Originally published Sunday, May 11, 2008 at 12:00 AM
Low-maintenance funds still require decisions
Page Neal socks away money into her savings but acknowledges she doesn't want to fuss with a lot of decisions about where to invest. She's not alone and...
The Associated Press
NEW YORK — Page Neal socks away money into her savings but acknowledges she doesn't want to fuss with a lot of decisions about where to invest. She's not alone and is just the type of arm's-length investor that mutual-fund companies are seeking.
For workers like Neal, 26, a jewelry designer, retirement is likely still several decades away.
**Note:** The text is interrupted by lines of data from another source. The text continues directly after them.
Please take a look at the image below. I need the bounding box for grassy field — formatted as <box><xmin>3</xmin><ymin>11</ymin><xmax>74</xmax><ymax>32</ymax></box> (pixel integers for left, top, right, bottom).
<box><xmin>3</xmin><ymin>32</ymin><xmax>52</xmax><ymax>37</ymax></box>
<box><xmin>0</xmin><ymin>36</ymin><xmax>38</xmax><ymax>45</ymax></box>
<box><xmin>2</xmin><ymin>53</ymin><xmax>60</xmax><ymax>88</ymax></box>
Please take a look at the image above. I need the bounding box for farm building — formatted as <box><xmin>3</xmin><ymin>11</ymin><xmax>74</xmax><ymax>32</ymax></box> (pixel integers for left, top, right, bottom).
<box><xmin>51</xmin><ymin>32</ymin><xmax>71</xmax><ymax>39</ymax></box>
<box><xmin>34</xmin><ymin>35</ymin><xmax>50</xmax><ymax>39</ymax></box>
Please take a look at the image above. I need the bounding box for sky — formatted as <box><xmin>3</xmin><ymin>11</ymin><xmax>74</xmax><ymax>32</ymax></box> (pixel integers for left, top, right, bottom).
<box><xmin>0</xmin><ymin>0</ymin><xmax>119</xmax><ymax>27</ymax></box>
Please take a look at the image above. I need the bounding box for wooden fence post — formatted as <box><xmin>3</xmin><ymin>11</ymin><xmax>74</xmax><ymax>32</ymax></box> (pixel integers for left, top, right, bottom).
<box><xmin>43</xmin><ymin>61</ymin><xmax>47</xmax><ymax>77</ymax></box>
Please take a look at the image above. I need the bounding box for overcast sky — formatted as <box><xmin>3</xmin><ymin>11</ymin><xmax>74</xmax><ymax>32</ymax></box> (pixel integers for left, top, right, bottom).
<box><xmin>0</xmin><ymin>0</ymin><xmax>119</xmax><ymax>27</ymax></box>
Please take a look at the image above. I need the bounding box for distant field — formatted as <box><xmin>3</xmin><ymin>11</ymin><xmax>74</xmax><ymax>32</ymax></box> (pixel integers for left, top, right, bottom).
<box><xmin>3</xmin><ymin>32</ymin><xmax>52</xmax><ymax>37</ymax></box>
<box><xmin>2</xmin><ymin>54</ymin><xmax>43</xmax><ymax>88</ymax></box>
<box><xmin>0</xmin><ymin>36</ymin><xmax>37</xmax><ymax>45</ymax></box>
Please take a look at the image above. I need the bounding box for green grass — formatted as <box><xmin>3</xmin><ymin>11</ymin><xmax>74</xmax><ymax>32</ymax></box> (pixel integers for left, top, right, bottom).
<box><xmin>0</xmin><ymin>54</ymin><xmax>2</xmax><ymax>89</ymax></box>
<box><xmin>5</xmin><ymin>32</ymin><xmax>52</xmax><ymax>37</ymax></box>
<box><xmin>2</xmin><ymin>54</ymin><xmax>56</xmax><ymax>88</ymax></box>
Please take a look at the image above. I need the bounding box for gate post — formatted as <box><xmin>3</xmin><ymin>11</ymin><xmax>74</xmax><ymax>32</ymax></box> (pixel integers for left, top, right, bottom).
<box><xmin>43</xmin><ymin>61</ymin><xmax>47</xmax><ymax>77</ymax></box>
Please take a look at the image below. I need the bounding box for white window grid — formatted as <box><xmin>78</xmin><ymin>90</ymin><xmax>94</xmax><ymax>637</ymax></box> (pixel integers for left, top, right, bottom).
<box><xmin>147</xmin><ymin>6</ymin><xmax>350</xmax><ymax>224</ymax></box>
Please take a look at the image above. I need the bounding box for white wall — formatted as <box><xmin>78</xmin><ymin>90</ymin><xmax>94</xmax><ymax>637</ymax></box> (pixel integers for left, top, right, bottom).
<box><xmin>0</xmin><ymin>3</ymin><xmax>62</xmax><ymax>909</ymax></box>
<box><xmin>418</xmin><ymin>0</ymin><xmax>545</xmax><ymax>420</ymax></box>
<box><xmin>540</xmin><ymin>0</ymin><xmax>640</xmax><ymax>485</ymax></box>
So deciding where to invest now for something so far off can be daunting.
Knowing how many questions investors often have, financial companies have been pushing funds in recent years that automatically grow more conservative as retirement nears. But although these target-date funds are designed to work essentially on autopilot, there are still some questions investors should consider.
Investors need to determine how much of their portfolios should be in target-date investments. The funds are envisioned as one-stop-shopping investments — something with enough diversity to serve as the base of an investor's holdings. Still, investors would often do well to consider other investments as well.
Someone who panics and dumps a fund when markets fall can destroy much of the benefit of a long-term investment like a target-date fund. Used correctly, though, these funds can save investors from themselves. Keeping a far-off retirement date in mind might prevent some investors from calling their brokers with a sell order. Still, for those who want to wrap an overall investment philosophy around target-date funds, investors in Old Mutual Capital's Target Plus funds can get a fund that matures near when they want to retire and also one of three versions of that fund: conservative, moderate or aggressive.
Beyond trying to evaluate how much risk a fund might take, investors would likely want to determine how well a fund is performing. But that can be difficult because there isn't a widely used yardstick for measuring target-date funds, notes Jeff Tjornehoj, an analyst at fund-tracker Lipper. It's not like with a mutual fund investing in large-capitalization stocks, for example, that would be measured against the Standard & Poor's 500 index.
"I think a lot of the head-scratching on the part of investors considering target-date funds and their comparability resolves around the lack of a solid index," he said.
So investors considering a target-date fund might want to look at how it is doing compared with others with the same target year.
"I'd say you want to look at their relative performance," Tjornehoj said.